By Julie Carter, Cowgirl Sass & Savvy


The West is dead, my friend
But writers hold the seed
And what they saw
Will live and grow
Again to those who read.

– C.M. Russell, 1917

Like C.M. Russell, I believe the West will continue to stay alive in the words of those who paint the pictures both with ink and paint.

Each story I tell comes from a gift of inspiration that gives me a new idea, a new story. Without the gift, without the inspiration, there would be documentation of the stories that rolling around the West like the dirt on a windy day.

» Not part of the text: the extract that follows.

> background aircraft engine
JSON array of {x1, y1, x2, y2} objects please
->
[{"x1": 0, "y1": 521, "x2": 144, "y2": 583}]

My stories come from the heart, come from my memory and come from the people in my world. They are stories about growing up on a ranch in the mountains of southern Colorado, of my experiences on the rodeo road and more ranch living and cowboy life in New Mexico. I am blessed with a number of friends who share their ranch-wife, ranch-life stories with me knowing they will end up in print at some point. These are bright beautiful strong independent women, each with a great sense of humor.
Ranch life creates within each of us an ability to view the world from a different angle, usually from the bottom looking up. It sorts out priorities on a survival-rating scale. We don’t have much time to spend worrying about things that don’t really matter in the big picture of life. Our survival gear includes a Bible and the ability to find something to be thankful for daily. Most days we sooth our souls with laughter and the best of that is when we laugh at ourselves.

We have no patience for whiners but we will spend our last breath helping someone truly in need. We get up early each day ready to tackle the next 24 hours, one situation at a time. Rarely do our situations come in single file but we “cowgirl up” and get through it.

We doctor children, pets, livestock and husbands. We have bottle fed babies, birds, puppies, kittens, rabbits, calves, colts and the occasional fawn. We mend fences and torn britches.

We live in places where the directions to get there include the words miles, last, cattle guard and dirt road. Our early morning prayers cover rain, cattle, family, friends and an assortment of 4-H projects that will include a goat or a pig.

It is the norm to find our conversations far from the usual “woman talk” of hair color, the latest fashion in pumps and purses or a Saturday night concert. We learn about that stuff from the magazines.

Most often we talk about feeding cattle, calving heifers, a new baby colt, the veterinarian’s last visit, and sometimes the location of the next county fair pig sale. Of course there is always the moment given to a story about “what was he thinking?”

Occasionally we share funny books we have read and movies we liked. Potluck recipes are a given as often as the brand name for the most comfortable work boot.

We understand each other. We know that fixing supper and fixing the stock tank float is not an either/or choice. A knowing nod always follows the first line of a story that begins, “We went to check a gate and he said we’d be right back.”

It is for these women and the thousands like them that I write these stories, putting their life on paper. I write for those pioneers who came before us and for those that, with fresh excitement, are now embarking on a first adventure in ranch life. I write for those that don’t write, but their lives are very foundation of my words.
May we always find a way to laugh together.